Sunday, August 14, 2011

Love is a mental state

"Love is a mental state" that was what I learned from a teenager mentee I have, one time I had a chance having lunch with them. It is a mental state because we configure everything in our mind of whom to love, how to love, why to love, when and where to love. That great feeling when one is in love is also predisposition to the immediate situation.

There is a philosophical basis to believe that love is a mental state. The phenomenology of love is experienced in varied ways by individuals. The meaning of love is unique to every person. People interpret and give value to the situation, in their experience of another person, actions, words and the feelings attached to those. The good feeling of being in relationship with another is construed, logically to the abstractions of love.

Scientifically, love is a mental state. It draws material bases on the human emotions that are perceived selectively and then interpreted and given value by the mind, as a response to a stimuli. It is associated to the psychological need of sense of belongingness, security and self-actualization. As a need, it is configured in our heads as something desirable. Hence, finding the desirable in someone results to admiration, wanting and so loving.

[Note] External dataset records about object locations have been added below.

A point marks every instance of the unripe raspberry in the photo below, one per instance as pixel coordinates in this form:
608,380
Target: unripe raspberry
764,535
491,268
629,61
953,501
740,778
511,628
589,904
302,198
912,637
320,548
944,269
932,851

Sociologically, our sense of self is negotiated in relation to others. We find meaning to our self in relationships with others. As we socially interact, we learn of others' satisfying experiences of loving someone, so we dare explore the situations to find a partner to share love with. Basically, we learn this from our parents, from whom we model our relational behavior with others. Hence, the way we will handle relationships reflects of how our parents demonstrated love to us.

Theologically, love is presented in its most ideal sense of being unconditional, infinite and ever flowing. Love as St. Paul teaches is patient, kind, forgiving, never envious, rejoices in the truth, humble and self-giving. Divine love serves as model for the moral foundations of human love in relation to other people. Here, the self is shared to someone and to everyone, in several concrete ways more than that of its affective values.

In all those construals of love, it remains a phenomenon in the lived experiences of people. What it means lies in the cognitive and metacognitive constructs of the individual who interprets the experiences and the emotions that go with the experiences. As a mental state, it remains abstract, mysterious and evolving to make people go crazy about it.